Mahmoud Abbas en visite présidentielle à Paris: déblayer et consolider la voie de la paix

  • Cette rencontre entre le président français Emmanuel Macron et Mahmoud Abbas s’inscrit dans un contexte international complexe, marqué par la fragilité du cessez-le-feu à Gaza
  • Fidèle à sa ligne d’équilibre, et dans le cadre de l’initiative franco-saoudienne qui a abouti à la déclaration de New York, la France entend poursuivre un rôle de médiateur pragmatique, évitant d’opposer ses démarches à celles des États-Unis

PARIS: Pour la première fois, Mahmoud Abbas est accueilli à l’Élysée en visite officielle en tant que président de l’État de Palestine, un changement de dénomination traduisant la reconnaissance officielle de la Palestine par la France et son engagement constant en faveur d’une solution politique durable fondée sur deux États vivant côte à côte, en paix et en sécurité.

Cette rencontre entre le président français Emmanuel Macron et Mahmoud Abbas s’inscrit dans un contexte international complexe, marqué par la fragilité du cessez-le-feu à Gaza, les débats au Conseil de sécurité autour de la mise en place d’une force internationale de stabilisation et les efforts soutenus de la communauté internationale pour engager la reconstruction et la revitalisation des institutions palestiniennes.

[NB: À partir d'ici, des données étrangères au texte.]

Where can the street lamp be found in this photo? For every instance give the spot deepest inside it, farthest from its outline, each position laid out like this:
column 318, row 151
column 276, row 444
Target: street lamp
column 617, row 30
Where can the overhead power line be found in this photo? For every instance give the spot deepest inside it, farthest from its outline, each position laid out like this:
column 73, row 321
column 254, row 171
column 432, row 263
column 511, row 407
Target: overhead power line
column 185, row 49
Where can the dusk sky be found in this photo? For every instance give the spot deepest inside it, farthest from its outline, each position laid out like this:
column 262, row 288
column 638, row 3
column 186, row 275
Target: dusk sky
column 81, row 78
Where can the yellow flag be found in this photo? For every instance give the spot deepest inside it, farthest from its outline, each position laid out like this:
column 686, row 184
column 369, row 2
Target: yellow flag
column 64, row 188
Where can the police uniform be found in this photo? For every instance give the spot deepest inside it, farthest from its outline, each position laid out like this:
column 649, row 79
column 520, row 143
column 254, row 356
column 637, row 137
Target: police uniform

Fidèle à sa ligne d’équilibre, et dans le cadre de l’initiative franco-saoudienne qui a abouti à la déclaration de New York, la France entend poursuivre un rôle de médiateur pragmatique, évitant d’opposer ses démarches à celles des États-Unis tout en associant étroitement les pays arabes à la recherche d’une issue politique.

Relancer l’Autorité palestinienne et préparer les réformes

Au cœur de cette visite figure la revitalisation de l’Autorité palestinienne, un point mis en avant dans la lettre adressée le 9 juin par Mahmoud Abbas à Emmanuel Macron et au prince héritier d’Arabie saoudite, Mohammed ben Salman.
Paris, tout comme Riyad, considère que le renforcement de l’Autorité palestinienne est une condition essentielle à la reconstruction politique et sécuritaire de la Palestine, ainsi qu’à la restauration d’une gouvernance légitime, notamment dans la bande de Gaza.

« Il ne s’agit pas pour nous de choisir un dirigeant palestinien, mais de pousser à la tenue d’élections présidentielles et législatives », a précisé l’Élysée, rappelant que le processus électoral et la réforme de la gouvernance figurent parmi les engagements clés du président Abbas.

Ces réformes englobent plusieurs volets, dont la fin du dispositif dit Pay for Slay, déjà abrogé mais encore en phase d’audit, la révision des manuels scolaires menée en coordination avec l’Union européenne et l’Arabie saoudite, ainsi que la préparation d’élections générales dans un délai d’un an à compter du cessez-le-feu.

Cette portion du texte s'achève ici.